FIG. 2 is a front view showing a slitter according to an embodiment of the present invention.

FIG. 3 is a partially enlarged cross-sectional view showing a slitter according to an embodiment of the present invention.

FIG. 4 is a partially enlarged front view showing a slitter different from the present invention.

FIG. 5 is a schematic side view showing a case where the photopolymerizable lithographic printing plate cutting device of the present invention is used for a running cutter.

FIG. 6 is a graph showing a relationship between a contact angle and a residual film width.

FIG. 7 is a perspective view showing a conventional slitter.

FIG. 8 is a partially enlarged front view of a conventional slitter.

[Explanation of symbols]

 Reference Signs List 10 slitter (photopolymerizable lithographic printing plate cutting device) 22 upper blade (photosensitive layer side cutting blade) 24 cutting blade 28 running cutter (photopolymerizable lithographic printing plate cutting device) 48 contact portion 50 contact portion 132 upper blade (photosensitive) Layer side cutting blade)

Claims (3)

[Claims] 1. A photopolymerizable lithographic printing plate cutting apparatus for sandwiching a photopolymerizable lithographic printing plate in a thickness direction with at least a pair of cutting blades and cutting at a predetermined position, wherein the pair of cutting blades is constituted. The contact portion of the blade with the photosensitive layer of the photosensitive layer side cutting blade, which is located on the photosensitive layer side of the photopolymerizable lithographic printing plate, is at least 30 ° with respect to the photopolymerizable lithographic printing plate.
° or less, and the photosensitive layer side cutting blade is arranged so that the bite amount at the time of cutting is 70% or more and 500% or less of the plate thickness of the photopolymerizable lithographic printing plate. Cutting equipment for polymerizable lithographic printing plates. 2. A photopolymerizable lithographic printing plate cutting method for cutting a photopolymerizable lithographic printing plate at a predetermined position by at least a pair of cutting blades, wherein the photopolymerizable lithographic printing plate is a photopolymerizable lithographic printing plate.
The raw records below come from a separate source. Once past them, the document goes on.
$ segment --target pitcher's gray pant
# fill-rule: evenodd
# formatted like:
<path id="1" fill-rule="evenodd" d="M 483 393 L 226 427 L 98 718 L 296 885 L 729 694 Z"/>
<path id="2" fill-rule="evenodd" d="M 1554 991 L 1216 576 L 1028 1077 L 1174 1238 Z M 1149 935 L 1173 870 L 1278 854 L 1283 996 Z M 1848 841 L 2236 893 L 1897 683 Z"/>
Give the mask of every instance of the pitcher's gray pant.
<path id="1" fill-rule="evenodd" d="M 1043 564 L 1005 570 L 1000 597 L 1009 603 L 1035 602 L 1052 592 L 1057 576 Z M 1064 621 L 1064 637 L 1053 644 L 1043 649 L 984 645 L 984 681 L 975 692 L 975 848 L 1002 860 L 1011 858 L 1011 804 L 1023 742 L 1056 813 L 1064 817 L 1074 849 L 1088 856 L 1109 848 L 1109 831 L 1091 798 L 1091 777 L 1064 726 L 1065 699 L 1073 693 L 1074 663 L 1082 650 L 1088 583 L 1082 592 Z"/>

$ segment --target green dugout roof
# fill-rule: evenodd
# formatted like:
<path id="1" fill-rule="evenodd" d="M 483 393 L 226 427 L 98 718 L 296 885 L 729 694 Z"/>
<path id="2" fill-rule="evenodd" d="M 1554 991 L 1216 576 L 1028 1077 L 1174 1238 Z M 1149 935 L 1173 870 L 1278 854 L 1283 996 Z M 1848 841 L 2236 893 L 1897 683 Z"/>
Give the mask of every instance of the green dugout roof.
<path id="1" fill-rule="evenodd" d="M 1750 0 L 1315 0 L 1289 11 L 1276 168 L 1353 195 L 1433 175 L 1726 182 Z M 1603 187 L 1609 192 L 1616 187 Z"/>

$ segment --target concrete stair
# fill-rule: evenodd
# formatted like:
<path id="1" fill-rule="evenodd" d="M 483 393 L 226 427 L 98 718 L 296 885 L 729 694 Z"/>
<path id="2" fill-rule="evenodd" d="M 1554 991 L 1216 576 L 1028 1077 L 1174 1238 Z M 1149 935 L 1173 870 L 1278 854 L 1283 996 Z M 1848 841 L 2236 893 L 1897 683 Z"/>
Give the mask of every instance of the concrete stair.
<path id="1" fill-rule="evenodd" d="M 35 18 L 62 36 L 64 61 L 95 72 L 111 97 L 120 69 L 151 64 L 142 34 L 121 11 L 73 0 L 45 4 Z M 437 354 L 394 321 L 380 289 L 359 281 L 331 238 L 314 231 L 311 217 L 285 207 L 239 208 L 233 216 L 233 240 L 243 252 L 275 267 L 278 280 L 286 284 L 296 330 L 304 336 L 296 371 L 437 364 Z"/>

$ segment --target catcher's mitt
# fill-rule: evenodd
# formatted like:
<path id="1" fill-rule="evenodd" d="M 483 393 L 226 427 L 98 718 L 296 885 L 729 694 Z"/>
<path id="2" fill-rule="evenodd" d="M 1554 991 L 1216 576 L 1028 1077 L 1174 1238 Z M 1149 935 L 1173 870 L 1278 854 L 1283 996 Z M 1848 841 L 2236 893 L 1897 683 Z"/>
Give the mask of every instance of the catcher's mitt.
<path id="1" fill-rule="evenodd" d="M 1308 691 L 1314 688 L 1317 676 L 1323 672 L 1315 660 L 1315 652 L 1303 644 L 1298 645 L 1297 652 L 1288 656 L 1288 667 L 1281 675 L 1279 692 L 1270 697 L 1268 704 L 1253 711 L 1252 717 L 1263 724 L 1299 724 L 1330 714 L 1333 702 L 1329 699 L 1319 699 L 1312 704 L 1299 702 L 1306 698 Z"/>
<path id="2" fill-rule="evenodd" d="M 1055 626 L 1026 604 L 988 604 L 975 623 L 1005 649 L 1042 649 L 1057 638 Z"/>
The contact portion of the photosensitive layer side cutting blade, which is located on the photosensitive layer side of the lithographic printing plate, with the photosensitive layer is 30 ° or more with respect to the photopolymerizable lithographic printing plate.
° and contacting at the same time or less, and sandwiching the photopolymerizable lithographic printing plate in the thickness direction so that the bite amount during cutting is 70% or more and 500% or less of the plate thickness of the photopolymerizable lithographic printing plate. A method for cutting a photopolymerizable lithographic printing plate, comprising: 3. A photopolymerizable lithographic printing plate that is cut at a predetermined position by at least a pair of cutting blades, wherein a blade constituting the pair of cutting blades is on a photosensitive layer side of the photopolymerizable lithographic printing plate. The contact portion of the photosensitive layer side cutting blade with the photosensitive layer is set at 30 ° or more with respect to the photopolymerizable lithographic printing plate.
° and not more than 70% of the thickness of the photopolymerizable lithographic printing plate during cutting, and cut in the thickness direction of the photopolymerizable lithographic printing plate. Sexographic printing plate.